Avalon’s offices would remain closed for about a week and a half. I tried to stay off my feet and let them heal, but the need to be ambulatory prevailed and I resumed walking around. Unfortunately, my gait was much altered by what I’d endured, which led to a series of foot, ankle, calf, hamstring, and leg injuries over the next couple years. Damage to the #1, 2, and 3 subway lines in lower Manhattan was so serious that my longer commute was lengthened further; a trip that used to take 30-40 minutes often ran to 90 minutes or longer, with a lot more walking required every day. It was a horrible burden every day to come to work in the same neighborhood with the toxic brew a few blocks west that was already making recovery workers on the pile ill. For some reason, cold air seemed to magnify the odor that drifted eastward in the neighborhood. On winter evenings, I would leave the office and rush down in to the subway station, covering my mouth with a handkerchief to cut the horrible, vile crippling smell that I knew contained a mix of plastics, circuit boards, burnt upholstery, carpets and human remains.
A new normal kind of took over, but nothing really seemed normal anymore.
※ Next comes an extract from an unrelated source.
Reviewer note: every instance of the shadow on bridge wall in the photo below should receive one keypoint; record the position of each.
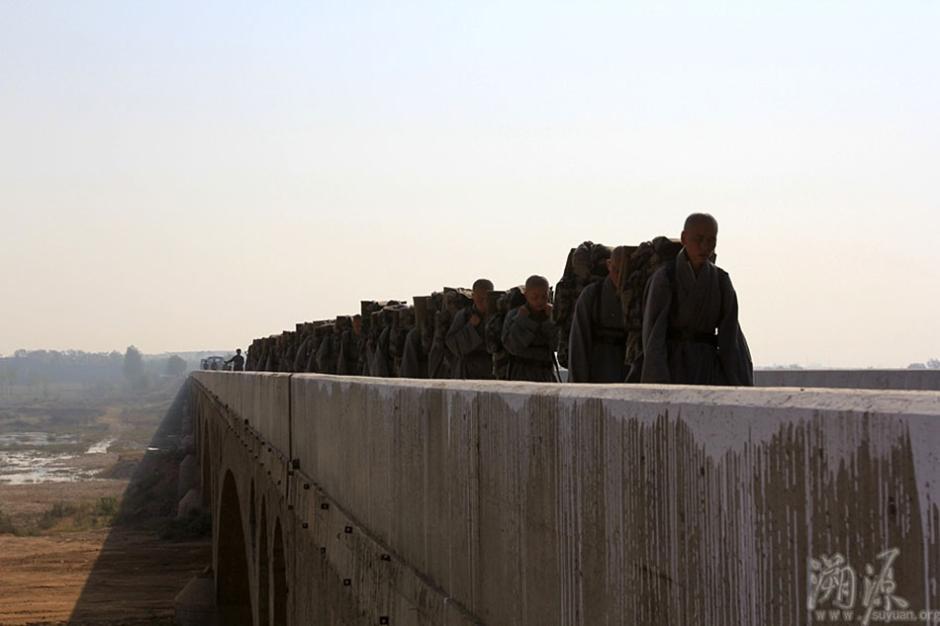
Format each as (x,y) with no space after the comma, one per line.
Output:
(244,481)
I read about and followed the 9/11 Commission and was appalled at what had been the Bush administration’s failure to heed urgent warnings from counter-terrorism officials, as we were reminded again this morning with Kurt Eichenwald’s NY Times Op-Ed, The Deafness Before the Storm. I was deeply and personally offended when Bush held his 2004 convention in NYC, using the still-healing city as a backdrop for his bogus triumphalism. He and Dick Cheney claimed to have kept us safe–except I always hastened to add–when they had failed, big time. I was enormously relieved when Avalon moved offices again, back into Chelsea, a welcome removal from the still-stricken neighborhood downtown.
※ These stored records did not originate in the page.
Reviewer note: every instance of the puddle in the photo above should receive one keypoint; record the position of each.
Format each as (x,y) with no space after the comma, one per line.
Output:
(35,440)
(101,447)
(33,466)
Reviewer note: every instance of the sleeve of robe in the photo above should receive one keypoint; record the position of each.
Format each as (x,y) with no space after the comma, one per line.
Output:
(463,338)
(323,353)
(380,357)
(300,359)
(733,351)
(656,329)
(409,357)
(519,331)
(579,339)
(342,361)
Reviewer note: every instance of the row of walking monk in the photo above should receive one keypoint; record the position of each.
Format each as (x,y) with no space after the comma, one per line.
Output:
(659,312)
I didn’t suffer personal loss that day, but the mundane insults that many denizens of Gotham did endure—my leg injuries and lengthened commute standing for the ordinary pain of so many–were deeply hurtful, especially knowing that so many had lost so much more. Then came Bush’s invasion of Iraq, and the recession only seven years after 9/11—that’s some string of national bummers, as our politics became more and more corrosive. It’s hard to overcome feeling sad, but I do, mostly.
Each year on 9/11 our UWS neighborhood welcomes mourners, firefighters, police, and families to the Fireman’s Memorial on Riverside Drive at 100th Street. Last year, on the tenth anniversary, the day’s observances drew firefighter crews from all over the U.S., anglophone and francophone Canada, Scotland, France, and Australia. I’ll conclude this personal remembrance of September 11, 2001, and its aftermath by sharing nine of the photographs Kyle and I took at the special day last year. I will close by saying I hope your 9/11 anniversary this year, 2012, has been a soothing day. Shalom.